50 years of the Hungarian Congenital Abnormality Registry.

The mandatory notification of patients ("cases") with different congenital abnormalities (CAs) diagnosed from birth until the end of the first postnatal year by medical doctors was ordered by the Ministry of Health in Hungary in 1962 and this CA-registry was continued as the Hungarian Congenital Abnormality Registry (HCAR) based on the international recommendation from 1970. The primary objective of the HCAR has been to determine the baseline birth prevalence rate of different CAs as reliably as possible, with three secondary objectives: (i) to detect temporal and/or spatial clusters of CAs; (ii) to evaluate increasing or decreasing time trends of CAs; and (iii) to assist in the planning of medical and social services for children and families affected by CA so that appropriate resources are allocated efficiently and effectively. This paper summarizes the activities and the evolution of the HCAR over the past 50 years (1962-2011) including the Hungarian Case-Control Surveillance of Congenital Abnormalities for postmarketing surveillance of drug teratogenicity and prevention of CAs; the special evaluation of unidentified multiple CAs; the Hungarian Surveillance of Germinal Mutations and several international collaborations.
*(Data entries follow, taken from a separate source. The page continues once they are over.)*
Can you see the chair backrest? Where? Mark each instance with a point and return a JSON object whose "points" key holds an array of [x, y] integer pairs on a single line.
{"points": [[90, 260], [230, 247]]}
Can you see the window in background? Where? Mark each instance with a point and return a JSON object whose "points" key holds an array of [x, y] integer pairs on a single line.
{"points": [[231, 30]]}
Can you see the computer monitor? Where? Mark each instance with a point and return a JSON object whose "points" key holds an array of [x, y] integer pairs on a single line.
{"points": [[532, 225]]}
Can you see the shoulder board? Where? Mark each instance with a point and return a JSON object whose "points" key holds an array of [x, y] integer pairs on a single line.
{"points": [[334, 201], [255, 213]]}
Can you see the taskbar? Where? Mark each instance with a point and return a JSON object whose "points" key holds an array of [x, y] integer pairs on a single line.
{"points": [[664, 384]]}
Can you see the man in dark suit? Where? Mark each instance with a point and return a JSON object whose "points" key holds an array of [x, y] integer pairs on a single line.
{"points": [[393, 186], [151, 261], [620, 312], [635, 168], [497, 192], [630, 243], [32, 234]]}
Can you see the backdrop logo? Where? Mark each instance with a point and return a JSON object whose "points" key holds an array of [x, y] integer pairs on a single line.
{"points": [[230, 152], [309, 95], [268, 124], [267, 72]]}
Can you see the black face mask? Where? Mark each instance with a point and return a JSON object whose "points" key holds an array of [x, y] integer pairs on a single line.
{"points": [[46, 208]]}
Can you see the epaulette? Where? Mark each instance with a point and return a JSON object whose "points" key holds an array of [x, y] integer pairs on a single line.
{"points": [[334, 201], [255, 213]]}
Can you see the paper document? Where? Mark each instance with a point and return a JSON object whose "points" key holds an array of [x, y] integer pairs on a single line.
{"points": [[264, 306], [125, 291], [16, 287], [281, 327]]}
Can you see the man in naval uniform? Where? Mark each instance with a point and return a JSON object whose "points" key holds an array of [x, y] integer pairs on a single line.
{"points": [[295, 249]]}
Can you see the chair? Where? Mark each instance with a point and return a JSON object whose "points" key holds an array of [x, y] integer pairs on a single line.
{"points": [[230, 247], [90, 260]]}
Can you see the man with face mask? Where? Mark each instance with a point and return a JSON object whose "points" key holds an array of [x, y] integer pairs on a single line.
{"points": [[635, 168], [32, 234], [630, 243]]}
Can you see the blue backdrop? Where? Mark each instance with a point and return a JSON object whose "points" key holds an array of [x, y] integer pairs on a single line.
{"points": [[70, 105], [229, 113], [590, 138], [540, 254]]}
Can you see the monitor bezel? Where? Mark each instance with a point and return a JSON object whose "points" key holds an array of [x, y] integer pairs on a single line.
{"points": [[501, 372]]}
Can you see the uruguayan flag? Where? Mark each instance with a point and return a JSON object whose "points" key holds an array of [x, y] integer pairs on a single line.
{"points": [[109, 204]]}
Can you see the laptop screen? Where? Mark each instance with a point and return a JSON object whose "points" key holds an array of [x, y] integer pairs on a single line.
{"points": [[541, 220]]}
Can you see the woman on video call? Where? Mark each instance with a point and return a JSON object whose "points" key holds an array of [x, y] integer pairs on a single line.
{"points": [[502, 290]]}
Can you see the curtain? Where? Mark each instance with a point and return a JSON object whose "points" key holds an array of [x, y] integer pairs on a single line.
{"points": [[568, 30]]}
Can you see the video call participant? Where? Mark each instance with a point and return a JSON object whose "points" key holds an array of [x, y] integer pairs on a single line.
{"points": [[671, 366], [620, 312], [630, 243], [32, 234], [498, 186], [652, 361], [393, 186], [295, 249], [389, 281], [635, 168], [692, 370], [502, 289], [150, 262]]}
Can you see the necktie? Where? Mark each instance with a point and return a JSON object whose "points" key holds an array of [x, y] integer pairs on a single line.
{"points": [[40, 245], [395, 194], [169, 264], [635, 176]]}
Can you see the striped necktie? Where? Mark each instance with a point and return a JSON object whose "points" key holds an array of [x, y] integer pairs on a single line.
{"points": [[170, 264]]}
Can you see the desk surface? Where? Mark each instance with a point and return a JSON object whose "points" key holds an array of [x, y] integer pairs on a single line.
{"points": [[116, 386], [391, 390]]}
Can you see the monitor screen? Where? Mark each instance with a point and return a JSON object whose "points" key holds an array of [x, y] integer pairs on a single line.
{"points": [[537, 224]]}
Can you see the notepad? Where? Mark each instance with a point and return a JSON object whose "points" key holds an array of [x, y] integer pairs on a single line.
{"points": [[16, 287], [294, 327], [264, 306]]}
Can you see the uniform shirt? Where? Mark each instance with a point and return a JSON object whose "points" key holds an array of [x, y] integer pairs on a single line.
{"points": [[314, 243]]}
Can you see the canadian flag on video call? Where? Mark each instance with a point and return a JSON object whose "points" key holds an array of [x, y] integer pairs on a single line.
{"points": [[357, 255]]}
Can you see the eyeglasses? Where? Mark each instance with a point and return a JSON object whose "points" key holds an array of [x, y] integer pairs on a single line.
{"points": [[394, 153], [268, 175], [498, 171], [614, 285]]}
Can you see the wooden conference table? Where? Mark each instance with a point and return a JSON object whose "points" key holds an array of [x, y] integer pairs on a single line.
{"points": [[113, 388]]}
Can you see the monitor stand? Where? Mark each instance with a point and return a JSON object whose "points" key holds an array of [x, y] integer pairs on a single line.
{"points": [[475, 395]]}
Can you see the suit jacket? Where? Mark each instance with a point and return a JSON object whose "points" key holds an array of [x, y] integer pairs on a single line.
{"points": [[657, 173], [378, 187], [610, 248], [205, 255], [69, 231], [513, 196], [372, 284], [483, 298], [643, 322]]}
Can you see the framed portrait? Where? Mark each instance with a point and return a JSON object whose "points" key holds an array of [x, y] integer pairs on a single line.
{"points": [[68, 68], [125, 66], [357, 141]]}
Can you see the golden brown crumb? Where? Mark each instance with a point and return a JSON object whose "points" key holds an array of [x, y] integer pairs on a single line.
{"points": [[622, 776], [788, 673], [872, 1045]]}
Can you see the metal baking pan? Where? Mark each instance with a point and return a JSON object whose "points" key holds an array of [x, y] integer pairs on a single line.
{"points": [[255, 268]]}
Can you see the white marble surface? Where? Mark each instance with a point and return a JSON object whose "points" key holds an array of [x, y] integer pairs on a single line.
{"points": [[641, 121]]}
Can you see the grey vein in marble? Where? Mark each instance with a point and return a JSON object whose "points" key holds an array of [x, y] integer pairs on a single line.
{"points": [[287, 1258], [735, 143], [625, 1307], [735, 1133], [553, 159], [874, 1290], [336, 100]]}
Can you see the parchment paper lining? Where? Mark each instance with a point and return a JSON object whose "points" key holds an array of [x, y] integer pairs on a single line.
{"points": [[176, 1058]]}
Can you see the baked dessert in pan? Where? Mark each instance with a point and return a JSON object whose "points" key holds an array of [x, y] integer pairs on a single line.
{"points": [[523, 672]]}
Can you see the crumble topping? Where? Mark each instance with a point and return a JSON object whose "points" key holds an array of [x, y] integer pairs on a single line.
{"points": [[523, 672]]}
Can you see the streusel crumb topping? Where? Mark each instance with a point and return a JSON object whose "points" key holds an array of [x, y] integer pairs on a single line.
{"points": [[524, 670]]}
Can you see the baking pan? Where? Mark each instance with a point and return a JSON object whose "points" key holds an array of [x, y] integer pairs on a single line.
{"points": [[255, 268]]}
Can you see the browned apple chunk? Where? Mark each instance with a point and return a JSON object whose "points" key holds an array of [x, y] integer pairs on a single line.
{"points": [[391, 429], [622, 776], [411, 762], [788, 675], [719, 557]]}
In conclusion, Hungary enjoyed optimal conditions for the HCAR due to a centralized state health system; all deliveries took place in inpatient clinics; the quality of pediatric care was high and pediatricians notified most CAs. Autopsy was mandatory in infant death, the staff of the HCAR did not consider this CA-registry only as a statistical system but the Hungarian Center for Congenital Anomaly Control and the Hungarian Case-Control Surveillance of Congenital Abnormalities based on the HCAR worked with close collaboration with the parents in order to promote the possible good quality of life of their affected children and to prevent their risk of recurrence.